Milestone Demographic Shift Poses New Challenge to U.S. Institutions


by Ajuan Mance

The Associated Press has reported that 2010 will likely mark the point at which the percentage of non-white babies born in the U.S. surpasses 50%. AP writer Hope Yen reports,

[D]emographers say this year could be the “tipping point” when the number of babies born to minorities outnumbers that of babies born to whites.

The numbers are growing because immigration to the U.S. has boosted the number of Hispanic women in their prime childbearing years. Minorities made up 48 percent of U.S. children born in 2008, the latest census estimates available, compared to 37 percent in 1990.

“Census projections suggest America may become a minority-majority country by the middle of the century. For America’s children, the future is now,” said Kenneth Johnson, a sociology professor at the University of New Hampshire who researched many of the racial trends in a paper being released Wednesday.

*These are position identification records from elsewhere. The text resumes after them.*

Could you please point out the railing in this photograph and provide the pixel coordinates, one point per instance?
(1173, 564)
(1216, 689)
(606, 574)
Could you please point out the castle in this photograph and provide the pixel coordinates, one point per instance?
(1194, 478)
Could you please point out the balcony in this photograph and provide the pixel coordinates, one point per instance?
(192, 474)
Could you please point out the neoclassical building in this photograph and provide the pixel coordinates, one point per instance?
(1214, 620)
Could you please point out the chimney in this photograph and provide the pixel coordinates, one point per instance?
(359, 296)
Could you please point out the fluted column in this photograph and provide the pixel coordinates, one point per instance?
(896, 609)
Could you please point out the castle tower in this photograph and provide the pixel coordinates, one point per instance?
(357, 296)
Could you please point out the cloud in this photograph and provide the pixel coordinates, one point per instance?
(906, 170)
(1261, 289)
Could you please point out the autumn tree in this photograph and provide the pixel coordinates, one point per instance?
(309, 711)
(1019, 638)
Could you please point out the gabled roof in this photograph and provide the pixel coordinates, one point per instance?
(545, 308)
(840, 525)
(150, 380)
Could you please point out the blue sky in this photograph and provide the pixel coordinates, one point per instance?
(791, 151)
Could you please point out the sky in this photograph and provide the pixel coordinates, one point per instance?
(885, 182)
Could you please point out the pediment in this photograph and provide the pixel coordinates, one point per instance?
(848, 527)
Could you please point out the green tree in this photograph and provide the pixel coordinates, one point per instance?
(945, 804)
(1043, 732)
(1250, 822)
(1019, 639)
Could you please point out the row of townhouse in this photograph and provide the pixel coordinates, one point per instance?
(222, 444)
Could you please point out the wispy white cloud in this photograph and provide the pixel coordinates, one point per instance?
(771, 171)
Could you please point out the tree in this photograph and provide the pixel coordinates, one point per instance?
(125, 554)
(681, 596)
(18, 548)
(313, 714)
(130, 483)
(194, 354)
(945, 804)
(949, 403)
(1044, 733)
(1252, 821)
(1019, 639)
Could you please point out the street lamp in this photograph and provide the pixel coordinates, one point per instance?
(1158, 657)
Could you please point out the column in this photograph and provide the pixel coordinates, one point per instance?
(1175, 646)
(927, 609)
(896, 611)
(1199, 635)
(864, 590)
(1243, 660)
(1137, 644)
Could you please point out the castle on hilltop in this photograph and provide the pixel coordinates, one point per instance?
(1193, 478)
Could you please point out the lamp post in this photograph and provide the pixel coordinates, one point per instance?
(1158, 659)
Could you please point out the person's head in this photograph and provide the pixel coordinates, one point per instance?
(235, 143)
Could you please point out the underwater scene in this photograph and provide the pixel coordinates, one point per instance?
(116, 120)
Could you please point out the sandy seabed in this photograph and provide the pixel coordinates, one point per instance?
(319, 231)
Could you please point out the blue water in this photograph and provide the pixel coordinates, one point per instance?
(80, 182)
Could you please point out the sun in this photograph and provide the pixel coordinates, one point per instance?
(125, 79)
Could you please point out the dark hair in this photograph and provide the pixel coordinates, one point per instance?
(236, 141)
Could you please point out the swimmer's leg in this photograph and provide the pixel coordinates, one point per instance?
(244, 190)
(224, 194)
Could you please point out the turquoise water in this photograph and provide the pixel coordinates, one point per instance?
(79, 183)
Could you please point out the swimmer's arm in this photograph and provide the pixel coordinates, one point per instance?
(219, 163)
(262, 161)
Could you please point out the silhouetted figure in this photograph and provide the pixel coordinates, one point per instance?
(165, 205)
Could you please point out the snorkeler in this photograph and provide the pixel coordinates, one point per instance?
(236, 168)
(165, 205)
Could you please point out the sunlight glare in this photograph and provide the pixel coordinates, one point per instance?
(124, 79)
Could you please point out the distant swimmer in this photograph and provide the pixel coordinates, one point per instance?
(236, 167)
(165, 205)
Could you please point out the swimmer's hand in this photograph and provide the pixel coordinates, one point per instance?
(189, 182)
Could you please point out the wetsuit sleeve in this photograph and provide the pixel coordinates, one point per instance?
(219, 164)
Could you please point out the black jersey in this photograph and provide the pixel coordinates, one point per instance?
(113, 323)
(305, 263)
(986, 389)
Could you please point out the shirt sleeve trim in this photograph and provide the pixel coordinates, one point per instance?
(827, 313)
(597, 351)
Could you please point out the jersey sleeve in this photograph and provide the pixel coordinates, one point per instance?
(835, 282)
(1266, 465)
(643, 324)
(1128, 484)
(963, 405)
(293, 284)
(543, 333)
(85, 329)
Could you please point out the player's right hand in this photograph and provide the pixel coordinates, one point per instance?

– “Minority Births on Track to Outnumber White Births, Associated Press, March 10, 2010

For U.S. colleges and universities, too, the future will be determined by decisions made in the present. Babies born in this year will begin enter U.S. colleges and universities in 2018. This means that the nation’s 2- and 4-year colleges have less than 18 years to learn how to effectively attract and educate non-white college students.

At present, most U.S. minority groups have significantly lower college graduation rates than do white students. This trend is reversed for African American students at the most selective of the historically Black colleges and universities (HBCUs) as well as at many of the nation’s most selective colleges and universities.

The time is now for those institutions that have very poor records of retaining and graduating even their most highly qualified African American students to look to HBCUs and selective majority-white schools and begin to adopt some of their strategies.

The issue of minority achievement on U.S. campuses is no longer a topic that the nation can afford to shroud in racially tinged discussion of I.Q., “reverse” discrimination, and the level playing field. In a nation in which, sooner than later, most college-aged young people will be non-white, the issue of how best to equip college to education educate all kinds of students is far too serious for political grandstanding and sound bite politics. It is an issue of national security, intellectual progress, and economic survival.